Sunday, August 24, 2008
Wednesday, August 20, 2008
When you ride the metro in VA, the driver always says, "next stop ___ blah blah, final stop in the commonwealth of virginia" or "next stop, "pentagon station, first stop in the commonwealth of virginia." i don't know why its not a state, probably because of thomas jefferson's handiwork, but anyways, i was dog/house sitting for a lady from our office who was going to texas. I kept her two fun, big dogs from Thursday through Tuesday morning. Five days. Long time. She lives in a cute townhousey neighborhood out in Virginia. It takes 10 minutes to get there in no traffic from the USDA/downtown DC, but not on Merriweather. So it was annoying being that far out there but all the money I made is going straight to the Europa Fund, which erases the annoying part. Plus, as i told the infamous caitlin hodges, its adventures like this that give me more material for my book. (hitting newstands, TBD)
Anyways, I won't bore you with alot of the details. But I'd like to share some of the wisdom I acquired while out in the green suburbaness that is Alexandria/Arlington, Virginia.
a) i learned that homesickness is right at the edge of life in dc, waiting to suck me in.
Scootering out to my weekend home, it was great to see all the cute houses with their steps up to the door, and the fun-colored front doors and shutters, and all the trees and yards bigger than a sandbox, but. I was hit with the feeling (along with a few bugs in my teeth) that living in a real city would be hard. DC is so unique, and my purpose is so clear. Its the capitol, I'm here because what I'm doing can't happen in any other city and because I'm learning and experiencing things vastly different from Houston/home. I think that if I lived in a house with a regular sized room and a queen bed, in a city with no metro transportation, with no smithsonians and weird things to do on every corner, i'd be sad and wonder WHY AM I HERE when i could be in houston/not thousands of miles from most of my friends and family. (don't worry though, i'm back in the district and all is well.)
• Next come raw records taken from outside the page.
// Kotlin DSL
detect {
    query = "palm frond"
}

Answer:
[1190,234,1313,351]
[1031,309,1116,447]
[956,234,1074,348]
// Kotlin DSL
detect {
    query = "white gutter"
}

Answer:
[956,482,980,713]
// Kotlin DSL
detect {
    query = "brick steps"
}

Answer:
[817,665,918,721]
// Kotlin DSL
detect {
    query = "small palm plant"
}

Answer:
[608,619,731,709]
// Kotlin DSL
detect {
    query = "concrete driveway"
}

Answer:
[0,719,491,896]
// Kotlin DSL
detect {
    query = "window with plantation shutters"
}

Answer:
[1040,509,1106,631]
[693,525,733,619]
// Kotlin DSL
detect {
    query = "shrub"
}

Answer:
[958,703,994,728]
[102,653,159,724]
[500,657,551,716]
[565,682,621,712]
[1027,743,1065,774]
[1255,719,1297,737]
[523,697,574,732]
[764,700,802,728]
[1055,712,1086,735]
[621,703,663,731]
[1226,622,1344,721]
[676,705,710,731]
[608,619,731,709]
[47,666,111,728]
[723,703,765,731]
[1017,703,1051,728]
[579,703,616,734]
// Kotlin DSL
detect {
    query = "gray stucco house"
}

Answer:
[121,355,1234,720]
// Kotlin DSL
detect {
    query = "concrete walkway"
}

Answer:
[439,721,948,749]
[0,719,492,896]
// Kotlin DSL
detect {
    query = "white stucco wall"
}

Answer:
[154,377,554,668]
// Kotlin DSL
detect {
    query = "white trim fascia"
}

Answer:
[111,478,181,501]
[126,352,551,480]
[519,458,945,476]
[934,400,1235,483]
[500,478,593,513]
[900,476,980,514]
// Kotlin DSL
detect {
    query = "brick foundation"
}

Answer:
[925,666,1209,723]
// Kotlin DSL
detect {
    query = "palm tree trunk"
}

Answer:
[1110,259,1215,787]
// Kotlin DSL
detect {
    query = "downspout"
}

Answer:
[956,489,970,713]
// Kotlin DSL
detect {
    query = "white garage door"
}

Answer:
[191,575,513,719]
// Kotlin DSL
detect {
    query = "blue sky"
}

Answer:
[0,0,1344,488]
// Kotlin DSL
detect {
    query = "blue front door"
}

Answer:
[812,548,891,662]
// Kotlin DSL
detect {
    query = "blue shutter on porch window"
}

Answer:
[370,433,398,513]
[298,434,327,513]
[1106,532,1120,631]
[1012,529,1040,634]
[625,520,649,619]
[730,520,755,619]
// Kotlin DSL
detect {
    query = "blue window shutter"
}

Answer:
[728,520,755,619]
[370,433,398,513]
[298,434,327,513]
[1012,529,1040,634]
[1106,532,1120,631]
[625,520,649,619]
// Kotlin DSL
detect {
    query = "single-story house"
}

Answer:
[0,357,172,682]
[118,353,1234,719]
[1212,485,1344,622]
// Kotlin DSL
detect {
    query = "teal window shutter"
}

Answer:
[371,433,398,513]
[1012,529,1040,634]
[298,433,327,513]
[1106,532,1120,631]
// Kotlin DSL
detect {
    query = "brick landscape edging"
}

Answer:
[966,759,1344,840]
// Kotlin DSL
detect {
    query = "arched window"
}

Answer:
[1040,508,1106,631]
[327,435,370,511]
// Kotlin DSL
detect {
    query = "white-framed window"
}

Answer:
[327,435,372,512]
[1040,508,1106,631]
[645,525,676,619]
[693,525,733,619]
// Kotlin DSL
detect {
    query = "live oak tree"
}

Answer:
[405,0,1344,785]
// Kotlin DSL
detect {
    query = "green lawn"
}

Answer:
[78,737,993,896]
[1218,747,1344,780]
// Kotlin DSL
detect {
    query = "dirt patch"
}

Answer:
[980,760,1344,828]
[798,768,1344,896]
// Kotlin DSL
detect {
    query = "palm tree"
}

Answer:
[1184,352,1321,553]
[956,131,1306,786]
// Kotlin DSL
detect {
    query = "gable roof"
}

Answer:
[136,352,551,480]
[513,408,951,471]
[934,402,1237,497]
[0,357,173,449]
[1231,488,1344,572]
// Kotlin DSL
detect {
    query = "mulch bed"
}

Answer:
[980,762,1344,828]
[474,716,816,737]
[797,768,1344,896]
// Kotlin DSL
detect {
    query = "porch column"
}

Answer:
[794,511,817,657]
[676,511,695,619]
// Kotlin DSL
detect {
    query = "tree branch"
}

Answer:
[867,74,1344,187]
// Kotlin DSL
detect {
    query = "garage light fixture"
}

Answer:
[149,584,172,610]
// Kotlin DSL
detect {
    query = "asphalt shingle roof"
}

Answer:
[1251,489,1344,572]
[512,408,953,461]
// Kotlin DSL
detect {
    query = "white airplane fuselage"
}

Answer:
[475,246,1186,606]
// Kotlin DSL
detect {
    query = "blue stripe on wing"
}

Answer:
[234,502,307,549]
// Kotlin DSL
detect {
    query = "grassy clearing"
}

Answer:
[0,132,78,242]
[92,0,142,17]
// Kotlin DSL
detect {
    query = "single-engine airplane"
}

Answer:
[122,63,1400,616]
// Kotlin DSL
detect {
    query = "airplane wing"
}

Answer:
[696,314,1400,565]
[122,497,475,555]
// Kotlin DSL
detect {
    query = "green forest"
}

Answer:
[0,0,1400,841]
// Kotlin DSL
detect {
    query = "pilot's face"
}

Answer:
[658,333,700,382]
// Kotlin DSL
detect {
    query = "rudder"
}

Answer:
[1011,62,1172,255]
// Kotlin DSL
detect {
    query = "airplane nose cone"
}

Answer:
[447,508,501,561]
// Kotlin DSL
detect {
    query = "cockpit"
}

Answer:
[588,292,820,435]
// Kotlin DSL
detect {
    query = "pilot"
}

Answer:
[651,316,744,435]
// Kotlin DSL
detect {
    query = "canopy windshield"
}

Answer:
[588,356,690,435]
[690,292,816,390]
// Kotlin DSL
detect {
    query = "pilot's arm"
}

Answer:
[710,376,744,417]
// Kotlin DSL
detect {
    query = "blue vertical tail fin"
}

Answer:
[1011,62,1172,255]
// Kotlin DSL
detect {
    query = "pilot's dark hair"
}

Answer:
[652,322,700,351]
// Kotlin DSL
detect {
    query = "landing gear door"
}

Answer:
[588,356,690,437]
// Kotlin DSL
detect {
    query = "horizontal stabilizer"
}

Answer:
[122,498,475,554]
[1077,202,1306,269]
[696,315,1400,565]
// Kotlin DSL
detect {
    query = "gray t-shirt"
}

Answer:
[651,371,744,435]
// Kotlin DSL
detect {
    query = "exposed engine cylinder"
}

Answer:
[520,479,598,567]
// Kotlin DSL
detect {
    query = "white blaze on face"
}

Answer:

b) that houston isn't the only large city with mexico built right in.
c) that my moped is probably the best tangible thing my parents have ever given me, and if i die on it it will so be worth it.
d) i wish there was a soundtrack to my life. (good morning, baltimore!!)
e) dogs are a lot of work. especially dogs that shed.
f) i like trees and art museums and living in the capitol.
h) dc, if i hadn't officially told you already, i've fallen for you. good thing we have least 5 months left to continue our relationship.